My first day was a mess. I hadn't received a text about what time I was scheduled to be picked up, so I went to bed early and awoke early just in case. I prepared my lunch, water for the day and refilled my vape and sat patiently outside my hostel awaiting my new supervisor.
My supervisor, a born and bred Maori of Northland, crushed my hand upon shaking it. Twenty three years he's been doing the same job, but he says he loves it and I couldn't find a fault with his effort in managing the crew.
So the ride to our bloc was a good hour and a bit because we had to pick up some islanders. The first coworker I met was a smiley Papua New Guinean and a Salomon Islander who could barely speak English but somehow has a Finnish accent. It's difficult to talk to these islanders due to how amusing they speak.
At the site we had to wait another half an hour because another crew was tasked with picking up the trees. A few curse words were muttered by my supervisor, a sports fanatic.

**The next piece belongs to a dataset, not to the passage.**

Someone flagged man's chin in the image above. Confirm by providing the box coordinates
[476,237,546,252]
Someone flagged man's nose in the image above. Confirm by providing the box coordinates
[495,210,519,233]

We begin planting, and it was easier than I anticipated. I bungled the initial few holes but quickly got the hang of it until we marched over the frost hardened ground. This was the challenging portion of the day because of the impossibility of finding a patch of soil to open. I spent a good ten minutes smacking a patch until I asked me supervisor to let me move on. He went to the patch of lipped dirt and began smacking his shovel away until he told me I won this round.
I follow up the hill, smacking away at the ground, hoping my feet will stop hurting and vexing myself about my urge to buy cheap gumboots. Having no sole really crafted a good pillar of pain running through both legs and my lower back. But I continued either way.
After running out of water I felt rather dumb not preparing more earlier.
And then my supervisor told me we have to leave early so I can get drug tested. Another brief interlude of shenanigans begins as he races down the mountain and speeds back to the city to make sure we get there in time. During the ride, my supervisor always responded with the most flat, stolid yeh. Anything I said was met with a flat yeh, but he soon showed emotion when he began discussing how he met his wife in a nightclub or how he got an underaged kid into a bar and escaped the cops from booting the kid out. Crazy bastard. What got me was the amount of tics this man had. He'd slam back into the seat at times and fly into these bouts of rage, screaming at the top of his lungs at the slow drivers ahead of us. "HURRY UP, YA DONKEY." "YOU FUCKING....SLOW CUNT!" "FUCKING CHRISTCHURCH WANKER!" "COME ON GREEN CAR, COME ON HURRY UP, COME ON GREENY" "YOU SLOW MOTHERFUCKER DON'T SLOW DOWN. WHY THE HELL ARE YOU BRAKING YOU TWAT!" And so forth but he's alright albeit a bit short fused.
When I was getting drug tested the lady got suspicious of me when I asked for water. No fucking sympathy. I told her I was dehydrated and she dismissed it as some ploy. When I returned the cup of brown urine, she said dear dog you are really dehydrated. Fugging hell, but I passed and get to work in the rain tomorrow. Oh and there was a huge cloud of smoke from a nearby burn off in pic three. It moved in super quickly and left a few hours later.